Acceptance: If I want to get where I need to go, I have to open a closed gate.
Patience: There’s no hurry, no speed records to set in locking the gate.
Surrender: “I” give up. “I” can’t make this lock work.
Participation: If I struggle with this lock, maybe others do too. Perhaps I should say something.
Courtesy: So many guests tonight. Maybe I can leave last and be the person who closes the gate.
Willingness: I don’t know if the gate is closed, and although I’m tired I will check.

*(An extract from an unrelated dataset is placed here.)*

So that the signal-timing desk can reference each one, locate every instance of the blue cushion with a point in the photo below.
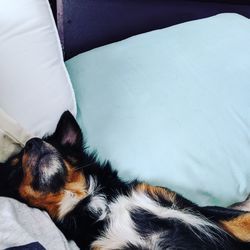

Following Guidance: Do I leave the gate open or closed? Of course! Leave it as it was found. We live without a trace.
 
... that have been learned by those that have passed by this patient teacher!
 
We can measure spiritual “progress,” as it were, by paying attention to our response in any karmic encounter. Over time, this gate has changed from an adversary to a practice opportunity and, finally, to a friend.
 
It’s a special moment on the path when a closed gate produces a smile, when we have a spring in the step as we get out of the car to open the gate, when we give it a friendly pat and wish it good day as we drive through, and when we cheerfully close the gate behind us. This experience is sometimes described by the Zen expression “passing through the gateless gate.” Without having attention on a conditioned conversation that “wants something to be different from how it is,” what was once a barrier ceases to exist as such.
 
Well, for the moment…
because every moment is essentially a choice between “gate and gateless.”
 
It’s a spectacular moment in practice when something like this happens:
 
We’re running late. The gate is closed and the lock proves to be intractable. As we struggle with the lock, our phone rings and we drop the hot cup of tea and important sheaf of papers we’re holding. Frustration induces a burst of self-hatred that is expressed in a loud string of profanity (not a normal behavior) which, horror of horrors, may have been heard by someone who politely turns their back as we come around the bend in the path.
 
Instead of listening to the voices that might berate us for “damaging the Dharma,” violating the privileged environment, being a horrible Zen student and a failure as a Buddhist, we pick up the recorder and turn to the Mentor and

offer the human being unconditional love and acceptance,
 
embrace the sensations of disappointment without going to the egocentricity of having been the instrument of someone else’s adverse experience,
 
humbly admit that we always have something to practice with, like releasing the energy labeled “anger” in a harmless manner,
 
receive the encounter as a necessary step in a deeper acceptance of all that is, exactly as it is,
 
let it all go and be wholeheartedly present and available to whatever Life is asking of us NOW.

 
When we choose compassion over suffering in a difficult situation, the gate not only vanishes, it becomes a gateway to a new dimension of existence. The process that divides the world into right and wrong, good and bad, closed and open, dissolves. The circumstances, however “hard,” are experienced as what IS—painful, challenging, disappointing, and frustrating but undiluted by “something wrong mind.” In joyful realization, Intelligence recognizes itself, not as a bundle of memories, preferences, opinions, and stories, but as All of IT—every texture, color, frequency, feeling, and expression of existence.
 
In the words of the Third Patriarch of Zen:
When a mind is not disturbed
The ten thousand things offer no offense.
One in all,
All in One.
If only this is realized,
No more worry about not being perfect!
 
Or Rumi:
Your hand opens and closes,
opens and closes.
If it were always a fist or always stretched open,
you would be paralyzed.
Your deepest presence is in every small contracting and expanding,
the two as beautifully balanced and coordinated as birds' wings.